The tribunal chairman plans to hold public hearings later this month at which the onus will be on lawyers for these parties to show why they should be awarded their costs.
If they fail to make written submissions within the seven-day period set by Judge Mahon, they will be deemed not to have made an application to the tribunal, and are likely to receive no costs.
The chairman signalled that he may grant costs to witnesses who, although involved in corruption, co-operated with the tribunal. This is likely to be interpreted as a "whistleblower's charter" and could see former Government press secretary Mr Frank Dunlop get his costs in later modules of the tribunal.
Yesterday's announcement, in which Judge Mahon ruled that he has the discretion to decide whether or not to award costs, directly affects Mr Ray Burke, developer Mr Michael Bailey, builders Brennan and McGowan, corrupt former official George Redmond and others who were found to have hindered or obstructed the tribunal in its first five years of work.
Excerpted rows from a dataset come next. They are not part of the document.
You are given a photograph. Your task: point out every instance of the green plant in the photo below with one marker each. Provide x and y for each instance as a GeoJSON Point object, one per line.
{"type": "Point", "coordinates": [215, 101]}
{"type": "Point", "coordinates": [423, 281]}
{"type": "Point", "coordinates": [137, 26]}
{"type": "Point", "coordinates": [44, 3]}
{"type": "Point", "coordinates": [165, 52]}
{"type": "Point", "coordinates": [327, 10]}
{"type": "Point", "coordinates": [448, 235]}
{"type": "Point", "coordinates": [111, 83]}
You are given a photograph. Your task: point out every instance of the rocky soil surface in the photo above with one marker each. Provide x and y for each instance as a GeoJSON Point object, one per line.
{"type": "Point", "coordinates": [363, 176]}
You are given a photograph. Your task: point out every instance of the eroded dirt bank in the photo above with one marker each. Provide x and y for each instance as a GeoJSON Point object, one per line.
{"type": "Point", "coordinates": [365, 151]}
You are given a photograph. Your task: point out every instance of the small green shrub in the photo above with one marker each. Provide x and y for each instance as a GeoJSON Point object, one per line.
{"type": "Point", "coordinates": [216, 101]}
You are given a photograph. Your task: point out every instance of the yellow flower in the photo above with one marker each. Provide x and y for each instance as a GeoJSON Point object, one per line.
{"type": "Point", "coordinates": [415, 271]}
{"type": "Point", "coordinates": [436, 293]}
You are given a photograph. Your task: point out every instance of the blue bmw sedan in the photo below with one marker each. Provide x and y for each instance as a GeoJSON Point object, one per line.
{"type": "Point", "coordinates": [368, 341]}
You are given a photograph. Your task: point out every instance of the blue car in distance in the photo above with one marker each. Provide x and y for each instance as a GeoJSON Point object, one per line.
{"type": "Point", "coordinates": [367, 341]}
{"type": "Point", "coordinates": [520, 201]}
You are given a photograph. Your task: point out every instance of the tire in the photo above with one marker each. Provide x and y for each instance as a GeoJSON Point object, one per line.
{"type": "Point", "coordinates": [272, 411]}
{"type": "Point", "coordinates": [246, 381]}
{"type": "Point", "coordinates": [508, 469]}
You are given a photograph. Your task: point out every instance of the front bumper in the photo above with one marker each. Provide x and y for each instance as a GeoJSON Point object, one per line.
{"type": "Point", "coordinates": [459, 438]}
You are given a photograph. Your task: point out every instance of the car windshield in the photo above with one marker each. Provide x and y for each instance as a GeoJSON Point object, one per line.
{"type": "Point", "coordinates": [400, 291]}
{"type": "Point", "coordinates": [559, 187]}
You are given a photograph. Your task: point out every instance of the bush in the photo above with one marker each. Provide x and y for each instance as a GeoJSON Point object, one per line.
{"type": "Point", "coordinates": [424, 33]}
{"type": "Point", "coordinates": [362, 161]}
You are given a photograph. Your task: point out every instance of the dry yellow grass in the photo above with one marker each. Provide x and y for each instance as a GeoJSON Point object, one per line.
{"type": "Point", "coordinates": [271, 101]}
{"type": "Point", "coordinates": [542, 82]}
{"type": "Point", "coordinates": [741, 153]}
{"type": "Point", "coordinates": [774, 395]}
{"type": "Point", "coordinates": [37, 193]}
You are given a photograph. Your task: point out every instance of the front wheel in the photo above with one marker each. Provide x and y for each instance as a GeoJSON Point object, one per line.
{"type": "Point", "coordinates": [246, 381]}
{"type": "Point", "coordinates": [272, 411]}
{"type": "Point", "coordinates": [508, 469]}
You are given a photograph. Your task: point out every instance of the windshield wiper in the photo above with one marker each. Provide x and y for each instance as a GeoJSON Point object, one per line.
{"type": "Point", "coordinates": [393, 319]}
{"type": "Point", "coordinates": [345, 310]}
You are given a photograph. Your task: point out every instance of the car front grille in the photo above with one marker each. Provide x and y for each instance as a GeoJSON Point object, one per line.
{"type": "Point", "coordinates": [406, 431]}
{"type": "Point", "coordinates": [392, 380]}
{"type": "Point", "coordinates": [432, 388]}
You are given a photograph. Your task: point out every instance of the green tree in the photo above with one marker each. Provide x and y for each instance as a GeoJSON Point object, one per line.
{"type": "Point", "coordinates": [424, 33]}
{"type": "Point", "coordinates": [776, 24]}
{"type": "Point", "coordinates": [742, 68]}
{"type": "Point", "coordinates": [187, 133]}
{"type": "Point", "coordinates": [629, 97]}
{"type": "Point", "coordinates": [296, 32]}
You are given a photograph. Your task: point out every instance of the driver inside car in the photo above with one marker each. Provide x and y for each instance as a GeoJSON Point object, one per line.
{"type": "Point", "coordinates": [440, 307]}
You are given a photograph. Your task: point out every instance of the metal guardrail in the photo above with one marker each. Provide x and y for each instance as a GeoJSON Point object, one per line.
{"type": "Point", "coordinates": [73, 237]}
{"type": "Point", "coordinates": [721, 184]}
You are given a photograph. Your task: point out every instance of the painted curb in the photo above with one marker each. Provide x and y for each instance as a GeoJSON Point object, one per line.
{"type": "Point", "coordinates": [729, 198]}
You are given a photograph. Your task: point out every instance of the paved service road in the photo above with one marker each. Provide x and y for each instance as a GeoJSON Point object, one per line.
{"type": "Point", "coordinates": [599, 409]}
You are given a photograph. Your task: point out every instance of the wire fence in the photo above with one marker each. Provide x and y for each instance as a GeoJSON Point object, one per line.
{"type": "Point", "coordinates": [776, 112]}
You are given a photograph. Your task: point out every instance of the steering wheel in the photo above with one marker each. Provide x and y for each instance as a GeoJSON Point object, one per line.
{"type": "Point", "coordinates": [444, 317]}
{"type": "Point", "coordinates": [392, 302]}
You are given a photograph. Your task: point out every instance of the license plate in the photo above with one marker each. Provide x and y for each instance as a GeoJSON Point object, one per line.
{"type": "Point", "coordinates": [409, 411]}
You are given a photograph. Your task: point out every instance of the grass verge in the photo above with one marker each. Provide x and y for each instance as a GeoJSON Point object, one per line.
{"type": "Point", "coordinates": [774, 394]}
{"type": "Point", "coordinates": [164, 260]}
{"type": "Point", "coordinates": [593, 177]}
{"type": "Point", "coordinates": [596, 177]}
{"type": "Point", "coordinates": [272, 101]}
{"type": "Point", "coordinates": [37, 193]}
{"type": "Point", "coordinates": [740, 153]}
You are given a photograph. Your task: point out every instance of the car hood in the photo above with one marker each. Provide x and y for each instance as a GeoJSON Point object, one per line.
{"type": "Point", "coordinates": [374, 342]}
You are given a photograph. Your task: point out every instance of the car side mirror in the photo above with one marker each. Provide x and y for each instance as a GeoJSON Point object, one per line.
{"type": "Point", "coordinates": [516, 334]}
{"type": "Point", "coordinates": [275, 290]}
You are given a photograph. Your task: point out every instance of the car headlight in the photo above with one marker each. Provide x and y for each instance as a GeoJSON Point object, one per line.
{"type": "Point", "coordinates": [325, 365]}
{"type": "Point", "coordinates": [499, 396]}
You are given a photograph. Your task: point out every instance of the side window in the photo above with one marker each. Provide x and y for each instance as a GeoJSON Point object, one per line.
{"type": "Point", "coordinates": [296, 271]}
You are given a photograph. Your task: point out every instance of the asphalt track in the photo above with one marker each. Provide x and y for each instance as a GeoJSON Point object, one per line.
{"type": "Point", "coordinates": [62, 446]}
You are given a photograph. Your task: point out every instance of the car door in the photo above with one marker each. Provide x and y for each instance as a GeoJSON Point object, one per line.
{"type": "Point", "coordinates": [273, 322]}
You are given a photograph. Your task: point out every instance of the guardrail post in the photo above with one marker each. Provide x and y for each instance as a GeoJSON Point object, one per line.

His ruling will almost certainly be challenged in the High Court, possibly even before the seven-day deadline.
The cumulative legal bill submitted by the 19 individuals is believed to approach €50 million, with Mr Burke's alone accounting for €10.5 million.
In his ruling, Judge Mahon said his interpretation of tribunal legislation was that he was entitled to award a party its legal costs where there were sufficient reasons rendering it equitable to do so. While it was clear that he had discretion, he did not accept there was any "automatic entitlement" to costs for witnesses appearing before the tribunal.
The initial legislation setting up tribunal of inquiries, dating from 1921, made no express provision for costs, he pointed out. A 1979 amending act introduced this provision, and its principles were followed in the case of the Whiddy, Stardust and Kerry Babies inquiries.
Drawing on the findings of these inquiries, Judge Mahon said he was satisfied the power to award costs was "discretionary".
He rejected arguments by some parties that he should not have regard to the "substantive" findings - of corruption - in tribunal reports, but merely to the finding as to whether someone co-operated or not. This was the interpretation of the legislation adopted by Mr Justice Hamilton in the Beef tribunal.
Judge Mahon pointed out that new legislation had been passed since the 1979 Act. He said he was "firmly of the view" that the word "findings" meant the findings of corruption, and that he was entitled to consider such findings when exercising his discretion on costs.
However, the chairman added that a finding of corruption did not of itself mean that he must refuse costs of a person who was found to have been corrupt.
He cited the example of a person who had co-operated fully with the tribunal by providing truthful information and was subsequently found to have been corrupt. Such a finding would not "of itself" prevent the person recovering some or all of his costs.
The tribunal's task was to ascertain the facts, he said. Anything that served to reduce or remove the incentive of people to co-operate would be detrimental to its capacity to do this.
He promised to take into account a number of factors when making a decision on costs, including the nature and extent of non co-operation, the conduct of a witness, whether a person made false allegations, a person's "personal circumstances" and the consequences of a refusal of costs.